Da chi era governata in questo periodo e come viene sviluppandosi l’Akragas del periodo ellenistico-romano ?
“Conosciamo il tiranno Finzia che probabilmente rilanciò una città che per alcuni anni dopo la distruzione da parte dei Cartaginesi aveva vissuto un periodo di contrazione ed impoverimento. L’area pubblica, come sta emergendo dalle ricerche recenti, ci dice che c’è una fase di ristrutturazione che porta ad avere un complesso che abbraccia un’area molto grande, organizzandosi su terrazze diverse, con una serie di importanti edifici pubblici dal forte valore scenografico, come il bouleuterion (che esisteva già), la piazza porticata con il tempietto noto come oratorio di Falaride e il cosiddeto Iseion, più probabilmente un santuario legato a un culto pubblico romano. In questo si inserisce quello che noi speriamo sia il teatro”.
Il modo di vivere degli agrigentini diventa sempre più simile a quello dei romani in questo periodo ?
“Conosciamo le case degli agrigentini del tempo che ci parlano di una persistenza delle tradizioni ellenistiche, ma anche dell’inserimento di elementi che sono più vicine agli ambienti romani ed italici. È una città in evoluzione da tanti punti di vista. In cui si incontrano culture nuove e tradizioni diverse che danno vita anche ad un modo originale di concepire la città. Rimane la tradizione della casa a peristilio e quella della costruzione tradizionale con l’uso dei blocchi di pietra, ma comincia anche l’inserimento di tipi edilizi più tipicamente romani. Anche la costruzione delle terme rappresenta la comparsa di un tipo di edificio che più di altri rappresenta il modo di vivere romano”.

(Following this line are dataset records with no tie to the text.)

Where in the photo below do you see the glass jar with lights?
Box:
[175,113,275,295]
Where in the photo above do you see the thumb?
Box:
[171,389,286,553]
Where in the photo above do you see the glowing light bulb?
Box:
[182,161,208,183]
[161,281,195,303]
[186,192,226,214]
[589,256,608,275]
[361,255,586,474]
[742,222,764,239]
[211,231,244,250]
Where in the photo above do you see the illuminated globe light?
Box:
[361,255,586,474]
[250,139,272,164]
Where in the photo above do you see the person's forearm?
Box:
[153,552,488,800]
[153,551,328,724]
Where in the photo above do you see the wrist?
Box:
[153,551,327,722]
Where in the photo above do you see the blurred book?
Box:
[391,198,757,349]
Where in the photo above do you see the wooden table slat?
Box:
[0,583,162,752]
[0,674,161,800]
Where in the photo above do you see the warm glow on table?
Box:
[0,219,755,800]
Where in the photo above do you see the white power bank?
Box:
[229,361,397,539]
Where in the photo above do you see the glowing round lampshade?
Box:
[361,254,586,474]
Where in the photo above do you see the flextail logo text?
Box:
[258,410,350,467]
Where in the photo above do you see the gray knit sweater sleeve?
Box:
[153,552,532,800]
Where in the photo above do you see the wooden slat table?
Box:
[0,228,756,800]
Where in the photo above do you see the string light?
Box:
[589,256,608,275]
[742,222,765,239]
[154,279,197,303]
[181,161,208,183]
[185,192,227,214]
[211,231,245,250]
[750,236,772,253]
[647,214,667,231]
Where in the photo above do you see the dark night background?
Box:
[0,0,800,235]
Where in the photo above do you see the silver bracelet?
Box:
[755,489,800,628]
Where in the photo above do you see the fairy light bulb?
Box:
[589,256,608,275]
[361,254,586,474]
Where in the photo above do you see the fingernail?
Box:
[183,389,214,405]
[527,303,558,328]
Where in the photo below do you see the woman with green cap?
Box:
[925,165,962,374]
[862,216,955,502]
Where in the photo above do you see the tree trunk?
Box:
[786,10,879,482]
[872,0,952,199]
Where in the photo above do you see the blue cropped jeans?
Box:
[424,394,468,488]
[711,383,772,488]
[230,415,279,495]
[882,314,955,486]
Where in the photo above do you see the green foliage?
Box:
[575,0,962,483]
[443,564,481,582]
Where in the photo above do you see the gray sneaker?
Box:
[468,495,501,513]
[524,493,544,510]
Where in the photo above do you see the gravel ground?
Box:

Di cosa era fatto il banchetto degli agrigentini in quel periodo ?
“Di certo di dieta mediterranea; tanto grano, olio e vino e in un periodo più tardo resti rinvenuti nelle tombe ci dicono che mangiavano tanto pesce. Molto ci dice una discarica che abbiamo scoperto nell’area del foro e appena finito lo scavo questo immondezzaio ci rivelerà molto. Dicono alcuni studiosi che noi siamo quello che buttiamo”.
Cosa sappiamo sulla religiosità ?
“Vengono inseriti nella vita cittadina i culti romani, ma nel primo secolo le Verrine di Cicerone ci ricordano il tentativo del governatore Verre di rubare una antica statua di Ercole carissima agli agrigentini nel tempio dedicato a questo dio e questo vuol dire che culti più antichi erano ancora vivi”.
Il mondo dei sepolcri agrigentini cosa ci rivela ?
“Ci sono monumenti sepolcrali importanti, la testimonianza più nota è la cosiddetta tomba di Terone, che potrebbe essere tardo-ellenistico o di età romana.
Non conosciamo molto delle necropoli ellenistiche, c’è una notevole continuità con il passato. In età romana si sviluppa la necropoli a sud delle mura, quella cosiddetta di San Gregorio e la necropoli Giambertoni. Le tombe si avvicinano di più alla città”.